Learning to Seek

CtR Sunday 10-14-12-7605 RotationSeek the LORD and his strength;
Seek his presence continually!
Psalm 105:4

It seems that by the providence of God and the wisdom of the compilers of the lectionary, we are to take seriously Psalm 105! This past Sunday a portion of this psalm was set for our main service of the day (Psalm 105: 1-6, 16-22), and appropriately so. The later portion of the psalm gives us Israel’s way of ‘reading’ and interpreting the ‘Story of Joseph’ – the beginning of which was the Old Testament lesson for the day (Genesis 37: 1-28).

This morning, however, the lectionary brings us back to read and reflect on the entire Psalm (the first half set for this morning; the second, for the evening’s office). At the heart of the psalm- the main thing that drives the whole thing- lies verse 4. What the psalmist wants more than anything else is to encourage his people to ‘Seek the LORD and his strength; Seek his presence continually!’

I found myself drawn to this exhortation this morning, and to the fact that it IS an exhortation.

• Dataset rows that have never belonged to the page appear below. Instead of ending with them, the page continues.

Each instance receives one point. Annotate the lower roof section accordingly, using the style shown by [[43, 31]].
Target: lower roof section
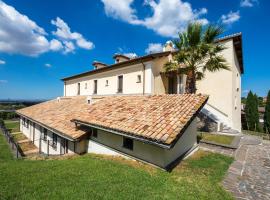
[[157, 119]]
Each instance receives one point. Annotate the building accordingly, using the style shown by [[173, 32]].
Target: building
[[148, 128], [132, 108], [142, 76]]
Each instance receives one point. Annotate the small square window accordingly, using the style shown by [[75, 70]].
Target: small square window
[[94, 133], [139, 79], [128, 143]]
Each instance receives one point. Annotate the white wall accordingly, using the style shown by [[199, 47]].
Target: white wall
[[130, 84], [221, 86], [33, 133], [111, 144]]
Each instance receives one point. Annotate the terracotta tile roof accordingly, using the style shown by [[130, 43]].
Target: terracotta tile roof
[[159, 118], [56, 114]]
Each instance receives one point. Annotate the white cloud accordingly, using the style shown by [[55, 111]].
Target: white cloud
[[120, 9], [19, 34], [2, 62], [248, 3], [69, 47], [168, 18], [154, 48], [64, 34], [230, 18], [55, 45], [131, 55]]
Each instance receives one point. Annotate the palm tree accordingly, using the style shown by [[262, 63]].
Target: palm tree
[[197, 53]]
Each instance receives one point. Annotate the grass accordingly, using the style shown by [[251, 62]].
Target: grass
[[5, 153], [101, 177], [220, 139], [19, 136], [13, 126], [264, 136]]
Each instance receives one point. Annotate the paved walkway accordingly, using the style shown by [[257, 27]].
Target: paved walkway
[[249, 175]]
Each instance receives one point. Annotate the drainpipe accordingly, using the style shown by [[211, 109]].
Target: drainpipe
[[143, 77]]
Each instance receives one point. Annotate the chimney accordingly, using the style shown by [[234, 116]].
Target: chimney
[[168, 46], [99, 65], [120, 58]]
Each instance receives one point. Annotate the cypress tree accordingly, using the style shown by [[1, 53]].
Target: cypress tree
[[267, 114], [256, 114], [251, 110]]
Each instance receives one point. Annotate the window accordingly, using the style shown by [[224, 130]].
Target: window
[[95, 87], [45, 134], [54, 143], [79, 89], [128, 143], [94, 133], [139, 78], [120, 84]]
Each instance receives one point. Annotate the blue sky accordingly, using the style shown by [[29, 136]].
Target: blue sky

This is the one thing above all things that the people of God need to do; and yet, it is also the one thing among all things we are not prone to do; thus, the exhortation! Ask yourself: did you wake this morning with THIS task as the FIRST task on your agenda?

As I read through the psalm it occurred to me that what follows the exhortation is the psalmist’s way of motivating us to ‘seek’. He calls us to ‘remember the wondrous works he has done’ and then retells the story of Israel as a way of helping us do so (beginning with the Patriarchs themselves, v 7-15; Joseph, v 16-22; Jacob’s coming to Egypt, v 23-24; Moses’ deliverance of the people from Egypt, v 26-36; and culminating in the wandering in the wilderness and the entry into the Promised Land, v 37-44).

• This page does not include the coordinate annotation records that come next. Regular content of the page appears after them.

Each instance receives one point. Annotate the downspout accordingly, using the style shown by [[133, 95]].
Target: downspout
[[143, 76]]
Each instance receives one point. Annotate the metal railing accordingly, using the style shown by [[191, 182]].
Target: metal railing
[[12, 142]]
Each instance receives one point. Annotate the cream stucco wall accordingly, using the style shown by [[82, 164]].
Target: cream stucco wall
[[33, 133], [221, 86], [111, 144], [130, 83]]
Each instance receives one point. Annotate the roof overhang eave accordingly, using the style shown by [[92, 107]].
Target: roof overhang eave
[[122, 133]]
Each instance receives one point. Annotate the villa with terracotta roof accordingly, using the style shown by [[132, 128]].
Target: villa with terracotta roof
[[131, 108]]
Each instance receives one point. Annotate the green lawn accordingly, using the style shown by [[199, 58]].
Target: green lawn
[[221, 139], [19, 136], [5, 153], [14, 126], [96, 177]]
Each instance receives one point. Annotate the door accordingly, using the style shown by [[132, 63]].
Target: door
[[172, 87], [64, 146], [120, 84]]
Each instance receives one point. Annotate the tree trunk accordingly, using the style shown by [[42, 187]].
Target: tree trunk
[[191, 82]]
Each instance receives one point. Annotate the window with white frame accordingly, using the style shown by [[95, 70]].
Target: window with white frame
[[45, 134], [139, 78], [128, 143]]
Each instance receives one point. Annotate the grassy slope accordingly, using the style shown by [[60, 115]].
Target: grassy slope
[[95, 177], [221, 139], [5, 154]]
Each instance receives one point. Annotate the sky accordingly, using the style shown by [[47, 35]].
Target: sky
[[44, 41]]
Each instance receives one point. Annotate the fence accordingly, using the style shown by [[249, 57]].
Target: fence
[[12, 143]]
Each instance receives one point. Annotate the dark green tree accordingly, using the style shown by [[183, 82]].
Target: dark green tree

And all of this to what end? ‘That they might keep his statutes and observe his laws’ (v44).
In other words, that the people the psalmist addresses might live their lives AS the people of God.

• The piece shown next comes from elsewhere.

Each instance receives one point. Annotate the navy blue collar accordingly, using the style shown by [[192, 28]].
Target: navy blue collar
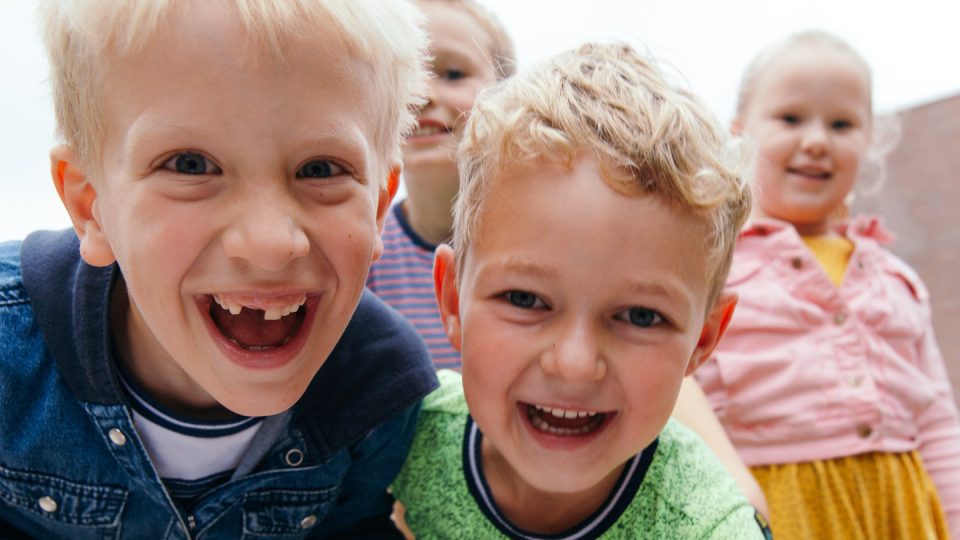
[[596, 524], [378, 368]]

To remember the story, and to remind ourselves that this is OUR story, is a wonderful way of motivating us to ‘seek the LORD.’

But how do we do so?

Go back and read the first few verses of the psalm and note the other exhortations: ‘Oh give thanks to the LORD; call upon his name; make known his deeds among the peoples! Sing to him, sing praises to him….’

Once we are motivated to ‘seek the LORD’ through our remembering the story, we are to flesh out that ‘seeking’ in cultivating the practices and dispositions of ‘giving thanks’, of ‘witnessing’, and of ‘praise/worship’!

These are the concrete ways we ‘seek’ the LORD;
and the concrete ways the LORD allows himself to be‘found’!

I commend them to you, as I commend them to myself this day.